There are two windows in the retro-choir of sinister significance. They represent six clergy of the sixteenth century, and at the base of one of the windows are the names of Laurence Saunders, Rector of All Hallows, Bread Street; Robert Ferrier, Bishop of St. David's; Robert Taylor, Rector of Hadley, Suffolk; and after each name is the awful and laconic statement, "Burnt". On the other windows the names and dates are almost indecipherable, but below the central figure stands out one word of awful import, "Smithfield". The windows have no artistic merit, and there is nothing arresting in the presentment of those six men who endured the tortures of the damned for their faith, yet somehow they seemed from their dark corner at the east end of the retro-choir to dominate the place. One saw those windows directly one entered—far-off bits of colour at the base of long tunnels framed by the sharply-pointed Gothic arches, and the remembrance of them remained, mingling strangely with thoughts of poets and playwrights. Edmund, brother of William Shakespeare, John Fletcher, and Philip Massinger are buried in the choir. Of the two last named one doesn't know which had the more tragic end. Fletcher, the friend of William Shakespeare, who, according to an old record, had during the great plague been invited by a knight of Norfolk or Suffolk into the country, and who "stayed in London but to make himself a suit of clothes, and when it was making, fell sick and died. This," continues John Aubrey, the writer of the record, "I heard from the tailor, who is now a very old man, and clerk of St. Marie Overie."
Massinger, the poet and playwright, died in 1639. The register of that year records, "Buried, Philip Massinger, a stranger". Poor Philip Massinger, who, after writing forty popular plays, was buried, a pauper, at the expense of the parish. Apparently he had been preaching that which he had been unable to practise when he wrote his play entitled "A New Way to Pay Old Debts".

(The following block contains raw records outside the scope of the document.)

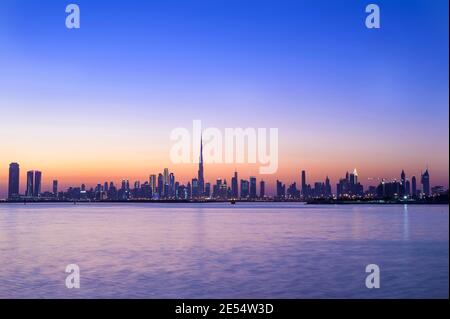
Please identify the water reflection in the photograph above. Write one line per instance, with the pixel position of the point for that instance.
(221, 251)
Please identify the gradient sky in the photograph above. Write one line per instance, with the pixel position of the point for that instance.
(99, 103)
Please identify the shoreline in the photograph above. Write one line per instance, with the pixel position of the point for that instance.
(313, 202)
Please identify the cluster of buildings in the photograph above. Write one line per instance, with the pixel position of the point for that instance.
(165, 187)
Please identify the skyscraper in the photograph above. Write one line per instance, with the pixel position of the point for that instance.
(244, 188)
(55, 187)
(262, 189)
(252, 187)
(426, 183)
(37, 183)
(30, 183)
(327, 187)
(14, 177)
(153, 183)
(160, 184)
(402, 183)
(201, 180)
(304, 191)
(413, 186)
(234, 186)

Edmund Shakespeare, described as "A Player," died before his brother William, and perhaps Edmund was in William's thoughts when he wrote:—
To sleep: perchance to dream: ay, there's the rub;
For in that sleep of death what dreams may come.
Whoever before, whoever again, will express with such heart-searching simplicity the secret fear which besets us all, that "dread of something after death, the undiscovered country from whose bourne no traveller returns"?
I have strange and uncanny suspicions about Shakespeare. One knows so little about the man himself, and at times I have wondered if he were some supernatural being sent, perhaps, from another and more enlightened world, to be the mouthpiece of poor dumb humanity in this.